Un système comme celui de l’éducation ou plus exactement, celui de l’instruction publique, comprend deux déterminations importantes : c’est d’abord le contenu du système lui-même, c’est- à-dire les valeurs et objectifs qu’il entend promouvoir à travers les hommes qu’il forme et ce pour l’épanouissement de toute la société, c’est aussi, les hommes chargés de l’administrer. Les deux forment les deux faces d’une même médaille et sont donc intimement liées. L’une ne peut marcher bien sans l’autre.

 

LE SYSTEME EDUCATIF AU BENIN EST EN RUINE ET CONSTITUE UNE GANGRENE POUR LE DEVELOPPEMENT DE CE PAYS.
Mesdames et Messieurs, les résultats de fin d’année viennent de tomber et on s’est réjoui par exemple du fait que nous ayons cette année 50% de réussis au Bac. C’est une bonne chose ce résultat ; encore que dans d’autres hypothèses, un résultat plus élevé devrait être concevable Nous avons cette année 50.000 bacheliers et on est en droit d’attendre plus l’année prochaine. Ils iront s’engouffrer dans les filières connues : géographie, lettres, droit, économie, sociologie. Posons-nous froidement la question : dans le système actuel, dans quelle fonction publique seront-ils absorbés ? Et ce dans un pays, où à peine 16% des terres cultivables du nord au sud sont mis en valeur, un pays où le Patron du pays, le Chef de l’Etat, préfère exporter à 100% les 600.000 tonnes de coton et délaisser les maigres usines textiles à l’abandon, un pays où la force de travail est complètement étouffée et en chômage pendant que tout est importé de l’extérieur, pratiquement tout ; un pays où le peuple n’a pas le droit de produire pour se nourrir lui-même mais d’attendre tout de l’extérieur. C’est le pays que nous avons maintenant et le Gouvernement de la Rupture est le représentant exécutif du pacte colonial en œuvre depuis 1960. Le système éducatif est en faillite tout le monde en convient.

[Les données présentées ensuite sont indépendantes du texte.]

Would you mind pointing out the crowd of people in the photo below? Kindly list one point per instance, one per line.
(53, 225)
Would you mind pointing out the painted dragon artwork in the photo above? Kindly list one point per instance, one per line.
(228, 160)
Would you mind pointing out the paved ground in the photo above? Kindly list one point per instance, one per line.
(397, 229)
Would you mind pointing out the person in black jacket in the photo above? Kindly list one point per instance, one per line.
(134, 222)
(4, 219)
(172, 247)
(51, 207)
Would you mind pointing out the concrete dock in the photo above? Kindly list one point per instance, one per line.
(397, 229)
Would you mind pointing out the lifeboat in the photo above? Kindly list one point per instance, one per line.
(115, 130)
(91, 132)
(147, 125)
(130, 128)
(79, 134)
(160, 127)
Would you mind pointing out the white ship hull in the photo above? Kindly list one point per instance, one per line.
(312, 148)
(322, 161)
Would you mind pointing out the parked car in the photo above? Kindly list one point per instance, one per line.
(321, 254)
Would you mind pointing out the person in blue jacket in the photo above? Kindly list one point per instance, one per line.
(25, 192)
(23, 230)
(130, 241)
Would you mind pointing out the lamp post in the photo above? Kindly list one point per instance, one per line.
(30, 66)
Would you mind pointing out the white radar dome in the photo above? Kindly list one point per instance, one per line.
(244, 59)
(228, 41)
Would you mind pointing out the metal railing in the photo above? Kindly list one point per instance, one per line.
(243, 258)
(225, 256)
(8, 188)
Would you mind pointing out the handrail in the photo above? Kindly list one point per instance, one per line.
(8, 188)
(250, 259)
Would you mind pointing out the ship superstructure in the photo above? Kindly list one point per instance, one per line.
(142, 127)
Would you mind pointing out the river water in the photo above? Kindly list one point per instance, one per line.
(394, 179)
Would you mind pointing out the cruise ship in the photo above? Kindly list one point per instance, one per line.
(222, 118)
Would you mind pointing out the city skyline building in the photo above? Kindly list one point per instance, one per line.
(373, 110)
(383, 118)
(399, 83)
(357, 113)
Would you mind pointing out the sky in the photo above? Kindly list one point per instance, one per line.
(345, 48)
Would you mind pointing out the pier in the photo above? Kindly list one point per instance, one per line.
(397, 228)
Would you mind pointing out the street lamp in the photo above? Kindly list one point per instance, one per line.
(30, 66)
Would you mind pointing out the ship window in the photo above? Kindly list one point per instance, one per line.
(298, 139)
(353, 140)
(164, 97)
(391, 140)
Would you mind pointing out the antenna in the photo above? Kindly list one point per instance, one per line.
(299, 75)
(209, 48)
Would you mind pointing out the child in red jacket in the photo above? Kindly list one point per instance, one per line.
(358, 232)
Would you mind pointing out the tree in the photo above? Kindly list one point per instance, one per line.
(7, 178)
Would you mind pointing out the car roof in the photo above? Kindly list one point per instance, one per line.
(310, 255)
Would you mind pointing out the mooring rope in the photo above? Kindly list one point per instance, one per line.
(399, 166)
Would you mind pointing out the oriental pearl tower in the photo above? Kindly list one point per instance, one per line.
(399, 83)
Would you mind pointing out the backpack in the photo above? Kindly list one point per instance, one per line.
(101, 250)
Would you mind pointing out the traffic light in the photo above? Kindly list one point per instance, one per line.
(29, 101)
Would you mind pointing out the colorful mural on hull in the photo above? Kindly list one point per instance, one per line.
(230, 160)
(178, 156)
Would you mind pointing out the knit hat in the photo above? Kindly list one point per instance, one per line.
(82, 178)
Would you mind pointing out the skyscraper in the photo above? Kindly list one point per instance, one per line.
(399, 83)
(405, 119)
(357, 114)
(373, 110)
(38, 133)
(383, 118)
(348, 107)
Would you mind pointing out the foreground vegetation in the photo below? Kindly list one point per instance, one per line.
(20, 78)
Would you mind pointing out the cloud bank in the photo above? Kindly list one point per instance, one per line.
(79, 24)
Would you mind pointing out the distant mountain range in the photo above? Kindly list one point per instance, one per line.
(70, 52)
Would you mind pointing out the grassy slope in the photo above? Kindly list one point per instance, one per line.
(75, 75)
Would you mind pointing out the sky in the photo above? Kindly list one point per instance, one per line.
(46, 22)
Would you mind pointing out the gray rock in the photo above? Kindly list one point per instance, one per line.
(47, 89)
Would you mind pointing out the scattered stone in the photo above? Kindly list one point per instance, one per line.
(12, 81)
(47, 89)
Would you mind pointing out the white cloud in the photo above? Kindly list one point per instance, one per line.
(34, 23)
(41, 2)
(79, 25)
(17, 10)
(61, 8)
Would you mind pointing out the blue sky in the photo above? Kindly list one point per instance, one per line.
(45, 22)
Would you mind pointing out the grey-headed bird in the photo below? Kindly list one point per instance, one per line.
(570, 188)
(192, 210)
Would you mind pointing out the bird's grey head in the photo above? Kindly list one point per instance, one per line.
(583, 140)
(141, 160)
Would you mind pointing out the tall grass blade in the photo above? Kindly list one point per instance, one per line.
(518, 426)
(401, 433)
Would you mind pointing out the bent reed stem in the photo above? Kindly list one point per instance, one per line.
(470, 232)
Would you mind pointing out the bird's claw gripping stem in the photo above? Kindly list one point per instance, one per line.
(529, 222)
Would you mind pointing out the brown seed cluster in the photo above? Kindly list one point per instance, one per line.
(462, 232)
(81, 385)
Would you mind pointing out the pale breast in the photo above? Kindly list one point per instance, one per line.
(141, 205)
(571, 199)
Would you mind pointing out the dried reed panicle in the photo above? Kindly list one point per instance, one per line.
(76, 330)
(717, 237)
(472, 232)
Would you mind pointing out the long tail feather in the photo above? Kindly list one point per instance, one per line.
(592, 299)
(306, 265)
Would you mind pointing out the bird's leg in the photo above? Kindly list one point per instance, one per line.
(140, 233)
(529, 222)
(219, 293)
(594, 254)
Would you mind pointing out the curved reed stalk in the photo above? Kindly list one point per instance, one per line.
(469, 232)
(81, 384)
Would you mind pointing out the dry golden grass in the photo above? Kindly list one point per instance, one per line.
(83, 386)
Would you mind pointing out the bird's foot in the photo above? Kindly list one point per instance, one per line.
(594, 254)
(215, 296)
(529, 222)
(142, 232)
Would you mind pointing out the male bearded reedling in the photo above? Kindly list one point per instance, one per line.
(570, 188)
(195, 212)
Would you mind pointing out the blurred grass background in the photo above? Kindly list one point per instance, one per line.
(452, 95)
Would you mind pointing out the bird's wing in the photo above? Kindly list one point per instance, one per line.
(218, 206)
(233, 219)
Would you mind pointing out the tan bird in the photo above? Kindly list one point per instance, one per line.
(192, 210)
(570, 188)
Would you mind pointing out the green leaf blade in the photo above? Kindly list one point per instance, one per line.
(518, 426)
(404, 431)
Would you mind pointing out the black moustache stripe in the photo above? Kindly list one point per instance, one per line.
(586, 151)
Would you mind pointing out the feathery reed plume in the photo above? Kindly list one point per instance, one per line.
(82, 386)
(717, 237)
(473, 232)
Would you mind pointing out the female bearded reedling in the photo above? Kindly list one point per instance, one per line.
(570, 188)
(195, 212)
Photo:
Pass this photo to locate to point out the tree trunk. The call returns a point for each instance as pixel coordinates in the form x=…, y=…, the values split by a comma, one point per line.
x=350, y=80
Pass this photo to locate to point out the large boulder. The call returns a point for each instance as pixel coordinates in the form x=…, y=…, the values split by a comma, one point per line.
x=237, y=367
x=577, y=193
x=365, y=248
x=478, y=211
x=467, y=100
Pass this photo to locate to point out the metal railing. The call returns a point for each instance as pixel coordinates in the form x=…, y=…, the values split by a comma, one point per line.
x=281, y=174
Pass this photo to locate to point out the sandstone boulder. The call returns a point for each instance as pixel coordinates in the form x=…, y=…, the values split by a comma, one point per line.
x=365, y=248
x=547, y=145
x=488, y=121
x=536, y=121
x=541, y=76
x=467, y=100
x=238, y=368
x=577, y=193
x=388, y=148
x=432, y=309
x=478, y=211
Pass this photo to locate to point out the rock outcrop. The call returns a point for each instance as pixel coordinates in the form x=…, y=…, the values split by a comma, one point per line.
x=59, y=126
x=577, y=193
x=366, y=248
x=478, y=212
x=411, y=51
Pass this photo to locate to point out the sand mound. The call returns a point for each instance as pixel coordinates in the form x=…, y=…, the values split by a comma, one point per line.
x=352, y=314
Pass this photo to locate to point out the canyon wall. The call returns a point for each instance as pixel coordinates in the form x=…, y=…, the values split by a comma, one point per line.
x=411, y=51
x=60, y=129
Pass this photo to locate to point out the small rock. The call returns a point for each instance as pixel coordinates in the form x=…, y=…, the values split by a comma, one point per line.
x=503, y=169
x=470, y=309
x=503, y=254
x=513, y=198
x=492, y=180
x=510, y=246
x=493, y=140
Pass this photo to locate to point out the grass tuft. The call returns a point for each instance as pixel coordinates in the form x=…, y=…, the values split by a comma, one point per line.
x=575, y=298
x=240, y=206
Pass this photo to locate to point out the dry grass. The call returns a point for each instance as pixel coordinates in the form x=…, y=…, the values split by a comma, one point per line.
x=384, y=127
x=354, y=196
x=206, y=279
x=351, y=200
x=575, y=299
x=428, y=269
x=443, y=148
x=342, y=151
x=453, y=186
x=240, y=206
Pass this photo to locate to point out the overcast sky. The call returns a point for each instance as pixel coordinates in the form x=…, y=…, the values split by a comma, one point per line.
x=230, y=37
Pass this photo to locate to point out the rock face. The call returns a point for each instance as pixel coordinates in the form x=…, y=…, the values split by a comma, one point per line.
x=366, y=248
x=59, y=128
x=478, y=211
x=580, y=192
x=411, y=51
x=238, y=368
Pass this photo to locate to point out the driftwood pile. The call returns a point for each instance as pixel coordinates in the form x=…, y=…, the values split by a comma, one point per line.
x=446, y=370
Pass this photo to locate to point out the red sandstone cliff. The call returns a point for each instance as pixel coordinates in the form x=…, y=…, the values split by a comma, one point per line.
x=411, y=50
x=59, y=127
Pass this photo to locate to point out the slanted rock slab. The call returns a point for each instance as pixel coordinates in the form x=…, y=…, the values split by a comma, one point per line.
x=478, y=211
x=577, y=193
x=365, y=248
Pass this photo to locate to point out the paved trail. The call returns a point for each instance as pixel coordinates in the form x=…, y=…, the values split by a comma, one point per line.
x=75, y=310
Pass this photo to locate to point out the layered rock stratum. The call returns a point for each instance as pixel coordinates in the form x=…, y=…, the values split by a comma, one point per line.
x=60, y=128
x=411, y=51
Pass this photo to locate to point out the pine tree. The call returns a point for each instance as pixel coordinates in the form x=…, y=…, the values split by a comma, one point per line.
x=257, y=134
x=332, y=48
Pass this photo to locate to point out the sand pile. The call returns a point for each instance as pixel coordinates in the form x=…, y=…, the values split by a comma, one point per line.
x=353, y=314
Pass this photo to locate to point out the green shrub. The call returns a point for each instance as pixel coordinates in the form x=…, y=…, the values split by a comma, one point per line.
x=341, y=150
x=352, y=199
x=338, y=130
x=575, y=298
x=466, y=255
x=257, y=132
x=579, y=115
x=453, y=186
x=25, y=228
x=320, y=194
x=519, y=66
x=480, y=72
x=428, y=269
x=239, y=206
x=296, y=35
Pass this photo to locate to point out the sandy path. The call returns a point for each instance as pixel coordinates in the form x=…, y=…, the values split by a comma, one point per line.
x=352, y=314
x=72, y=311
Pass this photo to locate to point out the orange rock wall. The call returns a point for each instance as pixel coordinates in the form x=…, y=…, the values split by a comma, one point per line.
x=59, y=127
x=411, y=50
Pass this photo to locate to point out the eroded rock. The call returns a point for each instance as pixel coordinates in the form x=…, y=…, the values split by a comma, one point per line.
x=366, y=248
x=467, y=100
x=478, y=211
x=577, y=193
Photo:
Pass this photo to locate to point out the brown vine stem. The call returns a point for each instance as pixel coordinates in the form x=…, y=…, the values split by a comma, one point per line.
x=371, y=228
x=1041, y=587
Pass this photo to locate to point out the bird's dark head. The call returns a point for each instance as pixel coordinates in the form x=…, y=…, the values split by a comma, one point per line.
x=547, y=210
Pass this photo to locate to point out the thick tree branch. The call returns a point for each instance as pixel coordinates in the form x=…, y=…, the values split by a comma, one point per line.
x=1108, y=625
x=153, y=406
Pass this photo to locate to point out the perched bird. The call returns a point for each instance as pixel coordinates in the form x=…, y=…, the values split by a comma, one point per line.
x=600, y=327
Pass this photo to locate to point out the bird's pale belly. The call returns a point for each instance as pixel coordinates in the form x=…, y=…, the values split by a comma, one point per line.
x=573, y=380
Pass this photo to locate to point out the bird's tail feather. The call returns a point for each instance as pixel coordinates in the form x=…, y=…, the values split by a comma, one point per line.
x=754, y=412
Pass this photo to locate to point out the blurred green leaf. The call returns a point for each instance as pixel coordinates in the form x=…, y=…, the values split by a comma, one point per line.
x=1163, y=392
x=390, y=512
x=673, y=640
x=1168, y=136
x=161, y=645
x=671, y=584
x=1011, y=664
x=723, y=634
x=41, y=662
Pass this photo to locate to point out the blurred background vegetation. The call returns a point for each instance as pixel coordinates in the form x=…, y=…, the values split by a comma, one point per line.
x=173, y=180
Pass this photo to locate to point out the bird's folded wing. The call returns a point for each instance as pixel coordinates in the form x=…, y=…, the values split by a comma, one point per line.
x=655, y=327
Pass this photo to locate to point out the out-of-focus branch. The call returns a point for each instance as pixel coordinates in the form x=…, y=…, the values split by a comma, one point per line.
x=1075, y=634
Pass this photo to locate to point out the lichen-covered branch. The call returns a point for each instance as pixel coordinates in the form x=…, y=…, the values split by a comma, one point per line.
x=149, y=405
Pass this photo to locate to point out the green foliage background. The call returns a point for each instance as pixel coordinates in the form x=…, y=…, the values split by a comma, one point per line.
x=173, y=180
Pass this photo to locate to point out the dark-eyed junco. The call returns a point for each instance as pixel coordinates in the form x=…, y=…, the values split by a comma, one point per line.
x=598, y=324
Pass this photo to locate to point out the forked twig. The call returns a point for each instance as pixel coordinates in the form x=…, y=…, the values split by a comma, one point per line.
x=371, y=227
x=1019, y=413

Les causes de la faillite de l’école béninoise.
« 1°) Rappel des missions et finalités de l’école coloniale
Nous n’avons pas ici l’intention de nous étendre sur les missions dévolues à l’école par le pouvoir colonial. Un simple rappel de quelques déclarations suffira. Par exemple M. Brève, gouverneur général de l’AOF a déclaré devant le Conseil du Gouvernement de l’AOF en 1933 :
Le devoir colonial et les nécessités politiques et économiques imposent à notre œuvre d’éducation une double tâche. Il s’agit d’une part de former des cadres indigènes qui sont destinés à devenir nos auxiliaires dans tous les domaines et d’assurer l’ascension d’une élite soigneusement choisie ; il s’agit d’autre part d’éduquer la masse pour la rapprocher de nous et transformer son genre de vie. Au point de vue politique, il s’agit de faire connaître aux indigènes nos efforts et nos intentions de les rattacher à leur place, à la vie française. Au point de vue économique enfin, il s’agit de préparer les producteurs et les consommateurs de demain.
Et avant lui, la circulaire du 1er mai 1924 (voir J.O. de l’AOF) dit expressément :
Le français doit être imposé au plus grand nombre d’indigènes et servir de langue véhiculaire dans toute l’étendue de l’Ouest africain français. Son étude est rendue obligatoire pour les futurs chefs.
Du point de vue du contenu des programmes, ceux-ci doivent montrer la supériorité de la civilisation française, l’infériorité « congénitale du Noir ». Le Gouverneur Général Roume dans l’arrêté général ci-dessous déclare :
Par un enseignement bien conduit, il faut amener l’indigène à situer convenablement sa race et sa civilisation en regard des autres races et civilisations passées et présentes. C’est un excellent moyen d’atténuer cette vanité native qu’on lui reproche, de le rendre plus modeste, tout en lui inculquant un loyalisme solide et raisonné
et de conclure :
L’AOF n’est plus ‘’ une terre conquise’ …par la France, c’est un pays absorbé par la France, c’est une partie intégrante de la nation française au même titre que l’Artois et le Roussillon (A. Moumouni, 1964, p 57). »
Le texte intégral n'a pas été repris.